Silently the boat glided onward, and behind it the dull, glassy surface was fluted with shifting lines and rings of a tender white light too faint to penetrate the darkness beyond its own groove, except now and then when it seemed to give out a luminous mist. It frothed white where the oars cut into it and slid backward in tremulous rings growing fainter and fainter; it was scattered from the blades in bright drops falling like a phosphorescent rain, which was extinguished in the air but lighted the water drop by drop.

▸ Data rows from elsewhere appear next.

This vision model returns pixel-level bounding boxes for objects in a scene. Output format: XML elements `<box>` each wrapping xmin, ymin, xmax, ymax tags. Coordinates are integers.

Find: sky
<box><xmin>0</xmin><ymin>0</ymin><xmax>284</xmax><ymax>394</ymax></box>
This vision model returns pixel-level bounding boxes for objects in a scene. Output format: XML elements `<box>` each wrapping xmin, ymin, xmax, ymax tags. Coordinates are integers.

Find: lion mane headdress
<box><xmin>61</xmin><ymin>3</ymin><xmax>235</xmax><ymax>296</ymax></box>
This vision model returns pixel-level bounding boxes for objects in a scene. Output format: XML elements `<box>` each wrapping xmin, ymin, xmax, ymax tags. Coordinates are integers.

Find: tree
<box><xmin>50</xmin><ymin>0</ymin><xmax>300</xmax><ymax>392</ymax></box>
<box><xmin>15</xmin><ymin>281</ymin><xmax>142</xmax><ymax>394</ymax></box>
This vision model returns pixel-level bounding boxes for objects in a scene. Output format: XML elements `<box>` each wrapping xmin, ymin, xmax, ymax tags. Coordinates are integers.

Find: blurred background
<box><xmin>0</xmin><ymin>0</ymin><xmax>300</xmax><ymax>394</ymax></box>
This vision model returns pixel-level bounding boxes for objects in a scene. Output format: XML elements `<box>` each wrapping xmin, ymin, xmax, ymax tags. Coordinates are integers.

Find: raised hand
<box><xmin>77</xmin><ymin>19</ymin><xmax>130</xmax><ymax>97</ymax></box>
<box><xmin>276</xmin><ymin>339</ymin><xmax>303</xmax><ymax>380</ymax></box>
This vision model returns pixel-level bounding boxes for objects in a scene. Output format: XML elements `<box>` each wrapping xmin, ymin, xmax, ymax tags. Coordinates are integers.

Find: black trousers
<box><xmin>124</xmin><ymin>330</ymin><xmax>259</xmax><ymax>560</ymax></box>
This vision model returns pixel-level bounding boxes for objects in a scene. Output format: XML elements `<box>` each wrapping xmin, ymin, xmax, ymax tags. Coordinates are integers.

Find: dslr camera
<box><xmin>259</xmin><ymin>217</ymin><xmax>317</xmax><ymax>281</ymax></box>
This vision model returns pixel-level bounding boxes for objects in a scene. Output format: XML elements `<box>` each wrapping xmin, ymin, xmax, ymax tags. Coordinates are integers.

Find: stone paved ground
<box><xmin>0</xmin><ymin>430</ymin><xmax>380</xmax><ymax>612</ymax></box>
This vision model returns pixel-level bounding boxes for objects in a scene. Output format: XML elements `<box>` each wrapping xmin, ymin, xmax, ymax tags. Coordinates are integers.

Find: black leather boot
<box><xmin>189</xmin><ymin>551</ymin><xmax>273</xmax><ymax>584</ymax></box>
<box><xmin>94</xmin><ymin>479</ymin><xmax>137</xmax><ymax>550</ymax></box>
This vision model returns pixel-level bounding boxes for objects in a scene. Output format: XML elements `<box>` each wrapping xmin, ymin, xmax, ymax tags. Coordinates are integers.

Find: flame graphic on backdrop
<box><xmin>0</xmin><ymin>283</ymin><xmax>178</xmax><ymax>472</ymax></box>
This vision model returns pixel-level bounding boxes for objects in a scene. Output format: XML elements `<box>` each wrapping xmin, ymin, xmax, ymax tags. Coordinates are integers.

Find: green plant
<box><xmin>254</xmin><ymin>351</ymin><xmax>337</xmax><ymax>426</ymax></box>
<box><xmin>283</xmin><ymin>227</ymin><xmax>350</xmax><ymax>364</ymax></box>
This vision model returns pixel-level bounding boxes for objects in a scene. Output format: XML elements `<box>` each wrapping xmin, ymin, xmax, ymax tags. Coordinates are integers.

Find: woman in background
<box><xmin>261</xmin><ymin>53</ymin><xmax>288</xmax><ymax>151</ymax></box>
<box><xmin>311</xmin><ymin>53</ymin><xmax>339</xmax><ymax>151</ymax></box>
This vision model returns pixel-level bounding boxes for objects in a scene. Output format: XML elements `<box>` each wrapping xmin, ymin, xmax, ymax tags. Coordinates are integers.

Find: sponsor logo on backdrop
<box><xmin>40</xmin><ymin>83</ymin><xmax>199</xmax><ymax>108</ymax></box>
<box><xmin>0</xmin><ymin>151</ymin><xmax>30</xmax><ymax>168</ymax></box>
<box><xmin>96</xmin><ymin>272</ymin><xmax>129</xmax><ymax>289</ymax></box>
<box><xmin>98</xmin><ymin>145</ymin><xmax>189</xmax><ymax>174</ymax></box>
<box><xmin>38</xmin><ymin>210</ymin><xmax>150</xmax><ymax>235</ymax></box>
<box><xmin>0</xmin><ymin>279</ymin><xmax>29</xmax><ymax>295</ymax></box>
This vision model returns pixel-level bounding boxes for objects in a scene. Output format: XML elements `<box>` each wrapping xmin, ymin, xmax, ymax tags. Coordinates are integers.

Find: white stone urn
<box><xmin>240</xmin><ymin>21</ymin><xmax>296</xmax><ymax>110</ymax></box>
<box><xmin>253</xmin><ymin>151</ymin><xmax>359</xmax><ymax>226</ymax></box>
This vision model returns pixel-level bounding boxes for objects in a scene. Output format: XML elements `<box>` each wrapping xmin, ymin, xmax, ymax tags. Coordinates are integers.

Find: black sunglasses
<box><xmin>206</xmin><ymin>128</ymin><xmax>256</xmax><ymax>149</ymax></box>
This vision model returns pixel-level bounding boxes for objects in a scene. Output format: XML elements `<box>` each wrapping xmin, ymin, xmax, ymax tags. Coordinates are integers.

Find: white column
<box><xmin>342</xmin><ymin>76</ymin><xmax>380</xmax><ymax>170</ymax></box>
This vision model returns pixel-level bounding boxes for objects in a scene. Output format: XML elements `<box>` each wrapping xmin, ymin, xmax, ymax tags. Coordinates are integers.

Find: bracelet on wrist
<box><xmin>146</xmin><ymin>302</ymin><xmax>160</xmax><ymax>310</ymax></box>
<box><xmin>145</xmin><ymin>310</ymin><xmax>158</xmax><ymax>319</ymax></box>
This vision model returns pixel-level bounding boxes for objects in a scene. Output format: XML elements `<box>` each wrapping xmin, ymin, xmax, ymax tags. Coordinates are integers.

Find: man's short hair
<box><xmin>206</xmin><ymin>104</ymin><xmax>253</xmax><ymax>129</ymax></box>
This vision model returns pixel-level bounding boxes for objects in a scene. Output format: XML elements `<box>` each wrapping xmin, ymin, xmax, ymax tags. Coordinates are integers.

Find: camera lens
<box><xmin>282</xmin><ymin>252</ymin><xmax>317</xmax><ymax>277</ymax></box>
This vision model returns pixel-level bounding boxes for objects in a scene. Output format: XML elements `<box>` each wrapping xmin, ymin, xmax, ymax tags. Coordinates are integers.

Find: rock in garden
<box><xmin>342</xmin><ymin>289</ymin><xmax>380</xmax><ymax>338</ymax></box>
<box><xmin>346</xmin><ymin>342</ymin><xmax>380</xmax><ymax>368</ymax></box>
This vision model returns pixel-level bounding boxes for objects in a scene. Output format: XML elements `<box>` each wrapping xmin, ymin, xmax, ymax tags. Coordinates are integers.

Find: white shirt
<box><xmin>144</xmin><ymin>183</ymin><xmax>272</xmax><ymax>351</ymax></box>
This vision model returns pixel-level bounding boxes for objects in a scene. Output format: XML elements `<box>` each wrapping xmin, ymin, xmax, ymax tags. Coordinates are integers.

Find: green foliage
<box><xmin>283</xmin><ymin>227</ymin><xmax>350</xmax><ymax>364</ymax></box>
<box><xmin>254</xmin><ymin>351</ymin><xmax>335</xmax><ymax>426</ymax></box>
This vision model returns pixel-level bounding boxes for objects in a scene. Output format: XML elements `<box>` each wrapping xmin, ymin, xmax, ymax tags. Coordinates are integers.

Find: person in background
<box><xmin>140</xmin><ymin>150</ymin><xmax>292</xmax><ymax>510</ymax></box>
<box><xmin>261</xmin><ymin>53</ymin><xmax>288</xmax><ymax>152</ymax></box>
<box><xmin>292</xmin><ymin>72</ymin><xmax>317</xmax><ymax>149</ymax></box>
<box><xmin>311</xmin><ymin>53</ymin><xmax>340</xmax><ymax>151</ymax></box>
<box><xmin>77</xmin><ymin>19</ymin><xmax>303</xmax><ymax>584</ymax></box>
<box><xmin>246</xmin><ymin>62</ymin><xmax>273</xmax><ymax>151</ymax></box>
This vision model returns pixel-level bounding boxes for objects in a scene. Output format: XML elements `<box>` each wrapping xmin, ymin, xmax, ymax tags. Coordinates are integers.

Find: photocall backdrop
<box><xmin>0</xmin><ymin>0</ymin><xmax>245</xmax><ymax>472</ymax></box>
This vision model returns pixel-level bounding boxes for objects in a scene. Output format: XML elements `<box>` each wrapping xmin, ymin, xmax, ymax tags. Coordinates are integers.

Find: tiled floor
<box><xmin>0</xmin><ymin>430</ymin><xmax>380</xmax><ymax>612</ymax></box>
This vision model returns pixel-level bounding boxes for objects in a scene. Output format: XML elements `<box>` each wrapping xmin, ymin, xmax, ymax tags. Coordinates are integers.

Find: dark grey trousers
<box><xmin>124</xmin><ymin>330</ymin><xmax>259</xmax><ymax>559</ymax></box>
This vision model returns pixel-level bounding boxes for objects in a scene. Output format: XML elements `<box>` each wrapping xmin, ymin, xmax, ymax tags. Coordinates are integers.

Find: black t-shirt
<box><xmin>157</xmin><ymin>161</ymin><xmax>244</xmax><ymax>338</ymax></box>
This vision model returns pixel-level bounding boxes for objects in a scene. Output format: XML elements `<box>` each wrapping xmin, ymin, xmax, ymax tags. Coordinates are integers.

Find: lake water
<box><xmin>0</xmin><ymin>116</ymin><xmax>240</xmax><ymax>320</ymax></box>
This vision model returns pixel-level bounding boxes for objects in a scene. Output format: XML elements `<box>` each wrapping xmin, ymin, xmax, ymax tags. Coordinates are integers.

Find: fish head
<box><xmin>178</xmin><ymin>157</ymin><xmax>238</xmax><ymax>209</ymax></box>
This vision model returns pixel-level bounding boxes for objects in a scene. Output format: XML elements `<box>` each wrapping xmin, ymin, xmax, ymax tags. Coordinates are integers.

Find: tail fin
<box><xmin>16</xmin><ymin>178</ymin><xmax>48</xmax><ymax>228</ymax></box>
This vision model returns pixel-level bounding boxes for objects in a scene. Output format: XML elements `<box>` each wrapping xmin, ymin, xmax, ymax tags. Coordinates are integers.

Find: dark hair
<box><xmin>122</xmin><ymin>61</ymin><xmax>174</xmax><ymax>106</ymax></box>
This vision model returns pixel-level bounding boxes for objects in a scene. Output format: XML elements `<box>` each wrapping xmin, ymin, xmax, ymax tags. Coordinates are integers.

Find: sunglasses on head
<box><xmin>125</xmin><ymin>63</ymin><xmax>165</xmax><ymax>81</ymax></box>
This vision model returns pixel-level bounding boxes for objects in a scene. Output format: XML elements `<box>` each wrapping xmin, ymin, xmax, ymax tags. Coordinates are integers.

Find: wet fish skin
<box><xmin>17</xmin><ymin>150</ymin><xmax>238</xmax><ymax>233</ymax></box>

There was such quiet over the fjord that the sound of the oars seemed only to measure the stillness in pauses of equal length. Hushed and soft, the gray twilight brooded over the soundless deep; the boat and its occupants melted together in one dark mass, from which the phosphorescence freed the plying oars and sometimes a trailing rope’s end, or perhaps the brown impassive face of the oarsman. No one spoke. Fennimore was cooling her hand in the water; she and Erik sat turning back to look at the network of light that trailed silently after the boat and held their thoughts in its fair meshes.